Tom Smart, “Peter Clapham Sheppard: His Life and Work”, Richmond Hill, Ontario, 2018, pages 78 & 79
P.C. Sheppard studied life drawing extensively under his teacher and mentor J.M.W. Beatty. Beatty returned to Toronto in 1908 after an extended trip to Europe. In 1912, George Reid, who was the principal of Ontario College of Art at the time, hired Beatty to teach life drawing at the school. Sheppard was a student there at the time, and was one of Beatty’s first students. Author Tom Smart writes that “the innovation that met Sheppard while he was Beatty’s life-drawing student was that the models were undraped. Nude. Although this was a common practice in European art schools, it was revolutionary, perhaps even scandalous, in the eyes of prim Toronto.” Beatty was otherwise traditional and academic in his drawing and painting methods, dissuading his students from experimenting in Cubism and Expressionism.
Smart remarks on Sheppard’s artistic development as a result of these classes, writing that “[he] absorbed Beatty’s lessons well, particularly involving those drawing from the nude. He clearly had a natural affinity for drawing the figure with a view to capturing its life and energy without diminishing the importance of effectively rendering the model proportionately.” The above statement can be used to effectively describe Sheppard’s oil on canvas “Nude Figure Study”, which depicts a nude figure posing in a classroom.

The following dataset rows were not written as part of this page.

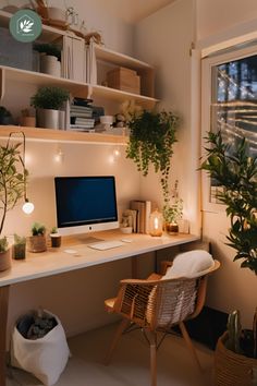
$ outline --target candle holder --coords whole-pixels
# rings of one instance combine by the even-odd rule
[[[161,213],[156,209],[150,214],[149,218],[149,233],[150,236],[154,237],[160,237],[162,236],[162,224],[163,224],[163,218]]]

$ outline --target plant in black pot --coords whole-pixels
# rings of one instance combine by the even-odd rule
[[[0,124],[13,124],[12,114],[4,106],[0,106]]]
[[[242,268],[257,275],[257,157],[249,156],[245,137],[232,146],[223,141],[220,131],[209,132],[207,142],[210,146],[201,169],[221,188],[217,196],[230,218],[228,245],[235,250],[234,261],[242,261]],[[216,350],[217,385],[253,385],[257,371],[256,334],[257,314],[250,333],[242,331],[238,312],[230,316],[228,331]]]
[[[37,125],[47,129],[64,129],[64,111],[61,109],[70,93],[60,87],[40,87],[32,97],[30,105],[37,112]]]
[[[34,50],[40,53],[40,72],[61,76],[61,48],[54,44],[35,43]]]
[[[150,165],[154,166],[159,173],[166,209],[170,202],[169,177],[178,124],[179,118],[164,110],[136,111],[127,121],[131,134],[126,157],[135,161],[143,176],[148,174]]]

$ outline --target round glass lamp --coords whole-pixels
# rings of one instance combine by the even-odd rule
[[[149,218],[149,233],[154,237],[160,237],[162,234],[163,218],[161,213],[156,209],[150,214]]]

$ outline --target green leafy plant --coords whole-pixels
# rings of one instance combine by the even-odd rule
[[[32,234],[33,236],[45,236],[46,227],[39,222],[34,222],[32,226]]]
[[[217,194],[230,217],[228,245],[236,250],[234,261],[257,275],[257,157],[249,157],[245,138],[233,148],[221,132],[208,133],[210,147],[201,169],[223,189]]]
[[[40,87],[30,98],[30,106],[36,109],[59,110],[69,97],[70,93],[66,89],[60,87]]]
[[[24,167],[19,147],[21,143],[0,146],[0,236],[4,226],[8,210],[12,209],[17,201],[24,196],[28,172],[21,172]],[[3,242],[4,244],[4,242]]]
[[[57,229],[57,227],[52,227],[51,234],[56,234],[56,233],[58,233],[58,229]]]
[[[33,48],[35,51],[56,57],[59,61],[61,60],[61,48],[54,44],[35,43]]]
[[[160,173],[164,203],[169,202],[169,174],[173,144],[176,142],[179,118],[171,111],[134,113],[127,122],[131,130],[126,157],[135,161],[137,170],[147,176],[149,166]]]
[[[9,244],[8,244],[8,239],[7,239],[7,237],[4,236],[4,238],[1,238],[1,239],[0,239],[0,253],[1,253],[1,252],[5,252],[5,251],[8,250],[8,246],[9,246]]]

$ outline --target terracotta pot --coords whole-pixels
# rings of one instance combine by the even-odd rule
[[[7,270],[11,268],[11,249],[5,252],[0,252],[0,270]]]
[[[47,250],[46,236],[30,236],[28,238],[28,251],[29,252],[45,252]]]

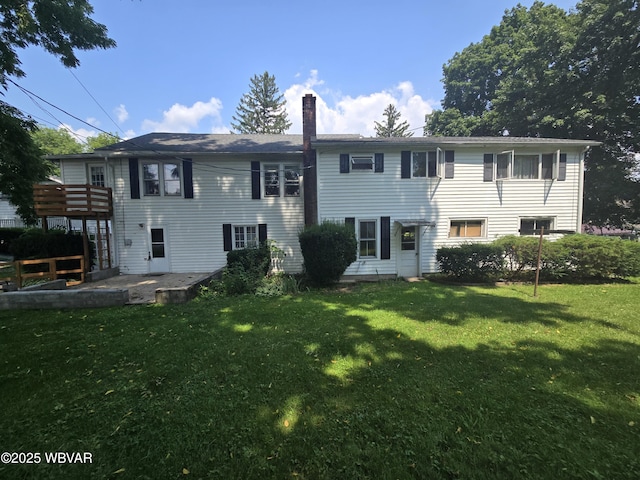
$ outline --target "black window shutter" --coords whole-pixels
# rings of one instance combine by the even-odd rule
[[[376,173],[384,172],[384,153],[375,154],[375,170]]]
[[[411,178],[411,152],[400,152],[400,178]]]
[[[258,241],[264,243],[267,241],[267,224],[261,223],[258,225]]]
[[[193,162],[190,158],[182,160],[184,176],[184,198],[193,198]]]
[[[260,162],[251,162],[251,198],[260,200]]]
[[[542,154],[542,178],[550,180],[553,178],[553,161],[555,155],[553,153]]]
[[[567,154],[560,154],[560,168],[558,168],[558,181],[564,182],[567,179]]]
[[[349,154],[340,154],[340,173],[349,173]]]
[[[493,181],[493,153],[484,154],[484,181]]]
[[[353,228],[353,233],[356,232],[356,219],[355,217],[347,217],[344,219],[344,224],[345,225],[349,225],[351,228]]]
[[[231,240],[231,224],[224,223],[222,225],[222,244],[224,245],[224,251],[230,252],[233,250],[232,248],[232,240]]]
[[[391,217],[380,217],[380,258],[391,258]]]
[[[138,159],[129,159],[129,184],[131,185],[131,198],[140,198],[140,170]]]
[[[444,152],[444,178],[453,178],[453,166],[455,161],[455,153],[453,150],[445,150]]]
[[[427,176],[436,177],[438,175],[438,154],[427,152]]]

Sheppard won the Ontario College of Art Honourable Mention award for the 1912-13 year (for subjects of still life painting, painting, composition, drawing from the draped model, drawing from the nude), the Stone Scholarship for his “proficiency in the department of drawing from the nude” and the award of a Sir Edmund Walker Scholarship for drawing the nude figure in the following school year. The timing of these awards certainly suggest that Sheppard learned much from his life drawing teacher. In fact, throughout the rest of Beatty’s life, he and Sheppard remained close friends.